What makes being in a new country fun is learning your way around all the thousands of idiosyncrasies that color daily life. And few things are more idiosyncratic than the Chinese banking system.

 

I thought I’d hit the limits of self-defeating stupidity when I opened my first bank account in Singapore, but, just as Singapore was only a mild taste of the craziness that is the rest of Asia, Singapore’s modern banks gave only a hint of the frustrations waiting in Beijing.

 

Never mind, of course, that the major Chinese banks are all insolvent and that the Chinese government offers no depositor insurance that I am aware of. Depreciating US dollars held in a Bank of China account rank alongside Iraqi government bonds as an investment strategy. Of course no one you know would be dumb enough to do such a thing. Ahem.

 

Once I had been offered my job in Beijing I took the advice of the finance team at my new company and went to the Bank of China branch in the basement of the China World Trade Center to open an account. Here I encountered the first big difference with Singapore. A foreigner in Singapore needs a phenomenal amount of identity, residency and employment documentation to open a bank account, but he can legally and anonymously change money on the street in moments. In China, any fool with a passport and one yuan (12 US cents) can open a passbook savings account in ten minutes, but changing money requires your passport, signatures on two separate receipts, branch manager approval and a series of impressive, red chops of near imperial stature.

 

In most basic ways, the Chinese banking system functions perfectly adequately. Your money is there when you need it, the ATMs are serviceable and the tellers are generally congenial. But I have tested the system’s limits twice in ways that would worry me if I was a private company with all my accounts and cash held therein.

 

Like most accounts in China, the land where personal credit and checks are dangerous, new ideas, mine is a passbook account. It is, in fact, the first passbook account I have had since I was fifteen. When I opened my account I was given an ATM card and my passbook, and asked to create PINs for both.

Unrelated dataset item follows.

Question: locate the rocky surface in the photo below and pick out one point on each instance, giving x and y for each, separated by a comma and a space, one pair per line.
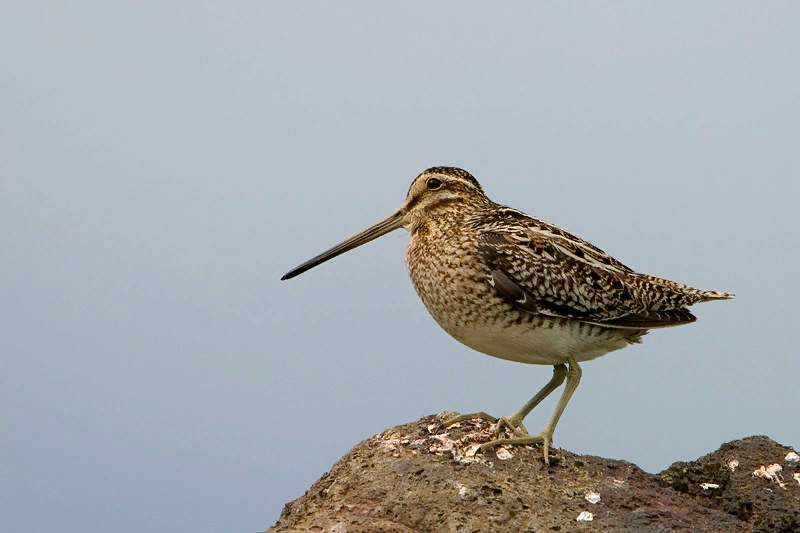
423, 477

Since I rarely use my passbook, I duly forgot the PIN. But without the PIN I couldn’t update my passbook with transaction records, so I couldn’t reconcile my books. This bothered me more than you might think, so I eventually went to the bank to request a new PIN for my passbook. I brought my passport and ATM card, which I thought would be sufficient to prove my identity.

 

At the bank I explained my problem to the teller. She explained that she could issue me a new password, but that she would need to freeze my account for a week for security reasons. Well, I said, that wouldn’t do. I couldn’t go without access to my money for a week. Fortunately, Bank of China was ready with two convenient options. If the freeze would be a problem, I could either close my account and move all the money into a new one with a new passbook which I could immediately use, or simply withdraw whatever I needed to get me through the week while my account was frozen. Nice to know my money was being so well looked after.

 

When Olivia arrived we thought it would be good for her to have her own ATM card as well. The Ozzie & Harriet thing, where she asks me for cash periodically, doesn’t really work for us. So we went back to Bank of China and asked if they could issue another ATM card on my account. Nope. One account, one name, one card. Tough luck.

 

OK, well, do they have joint accounts where we could have two names? Nope. One account, one name, one card. Tough luck again. But the branch representative did propose a solution. Olivia should open her own account, he suggested, and then we could use the ATM to move money from my account to her account whenever we needed.

 

Well, that sounded like a perfectly good idea, so we opened Olivia her own bank account with 10 yuan, and then we went straight to the ATM in the branch to try a transfer. I carefully went through the process, using the ATM to request a transfer of 1000 yuan to her account. The transaction failed, and out popped a receipt that said, “Consult your branch”. So I went back to the branch representative and said, “We tried to use the ATM to move money to my wife’s account, but the transaction failed.”

 

“Yes,” he replied, calmly. “That normally doesn’t work.”